Şehir planlama uzmanı ve mimar Sandra Rişani sayesinde dünyanın dikkatini bir kez daha çeken Garez, Beyrutluların çok iyi bildiği bir şehir efsanesine göre iki kardeş arasındaki bir miras uyuşmazlığı nedeniyle inşa edildi.
Anlatılanlara göre, Garez’in inşa edildiği arsa önceden arka tarafındaki geniş kısımla birlikte bir bütündü. Arsanın sahibi de iki kardeşti. Gün geldi kardeşler arasında bir mal paylaşımı yapılması gerekti. Kardeşlerden birine düşen parçanın konumu diğerinden çok daha iyiydi. Bu durum haliyle payına kötü parça düşen kardeşi pek mutlu etmedi.

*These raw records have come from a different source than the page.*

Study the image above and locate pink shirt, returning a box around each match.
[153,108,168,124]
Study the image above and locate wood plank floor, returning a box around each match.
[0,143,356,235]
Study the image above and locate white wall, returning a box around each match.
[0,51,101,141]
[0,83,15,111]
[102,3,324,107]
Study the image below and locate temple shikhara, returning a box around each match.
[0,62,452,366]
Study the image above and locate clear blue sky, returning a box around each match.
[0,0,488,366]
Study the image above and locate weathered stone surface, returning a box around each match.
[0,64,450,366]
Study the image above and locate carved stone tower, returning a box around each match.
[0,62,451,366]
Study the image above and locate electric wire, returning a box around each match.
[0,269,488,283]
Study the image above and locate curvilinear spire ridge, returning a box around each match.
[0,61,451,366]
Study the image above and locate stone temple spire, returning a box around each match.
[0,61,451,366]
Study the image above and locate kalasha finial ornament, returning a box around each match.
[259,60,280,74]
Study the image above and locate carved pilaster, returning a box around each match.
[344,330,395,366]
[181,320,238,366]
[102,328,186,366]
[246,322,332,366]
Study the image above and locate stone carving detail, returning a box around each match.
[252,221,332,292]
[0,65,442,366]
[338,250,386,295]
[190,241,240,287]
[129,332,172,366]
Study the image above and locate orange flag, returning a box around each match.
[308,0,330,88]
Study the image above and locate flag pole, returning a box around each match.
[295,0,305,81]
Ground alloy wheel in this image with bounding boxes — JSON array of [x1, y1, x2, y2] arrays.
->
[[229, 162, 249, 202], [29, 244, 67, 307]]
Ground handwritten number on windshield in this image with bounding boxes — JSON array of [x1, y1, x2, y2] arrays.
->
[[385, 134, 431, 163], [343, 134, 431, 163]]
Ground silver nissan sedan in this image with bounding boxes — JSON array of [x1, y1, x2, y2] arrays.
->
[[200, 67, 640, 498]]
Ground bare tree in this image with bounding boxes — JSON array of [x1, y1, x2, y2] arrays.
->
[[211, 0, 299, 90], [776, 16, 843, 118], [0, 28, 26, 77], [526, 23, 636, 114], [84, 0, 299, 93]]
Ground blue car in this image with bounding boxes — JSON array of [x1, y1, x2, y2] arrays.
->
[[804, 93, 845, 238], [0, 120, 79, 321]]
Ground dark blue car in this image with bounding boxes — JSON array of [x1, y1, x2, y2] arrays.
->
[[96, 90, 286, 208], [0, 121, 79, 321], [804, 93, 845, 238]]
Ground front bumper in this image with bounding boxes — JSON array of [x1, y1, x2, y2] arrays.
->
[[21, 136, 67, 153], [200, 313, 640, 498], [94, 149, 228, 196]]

O da intikamını kardeşinin deniz manzarasını kapatarak almaya karar verdi ve 1954’te Garez’i inşa ettirdi.
BİNA DEĞİL DUVAR
Beyrut’un Manara mahallesinde bulunan Garez için bina demek ne kadar doğru bilinmez. Özellikle belli açılardan bakıldığında bir duvar ya da pano gibi görünüyor. Binanın en dar yerinin genişliği 60 santimetre, en geniş yeri ise 4 metre. Toplam 120 metrekarelik bir alana inşa edilmiş olan binanın yüksekliği de 14 metre.
Mimar Rişani bu binayla ilk kez 2014 yılında, şehrin unutulan hatıralarının derlendiği bir kitabın hazırlık aşamasında çalışırken tanıştı. Mesleği mimarlık ve şehir planlaması olmasına rağmen bu binadan hiç haberi olmadığını belirten Rişani, hikayeyi de babasından öğrendi. Bunun üzerine binayı kendi gözleriyle görmek için yola düştü.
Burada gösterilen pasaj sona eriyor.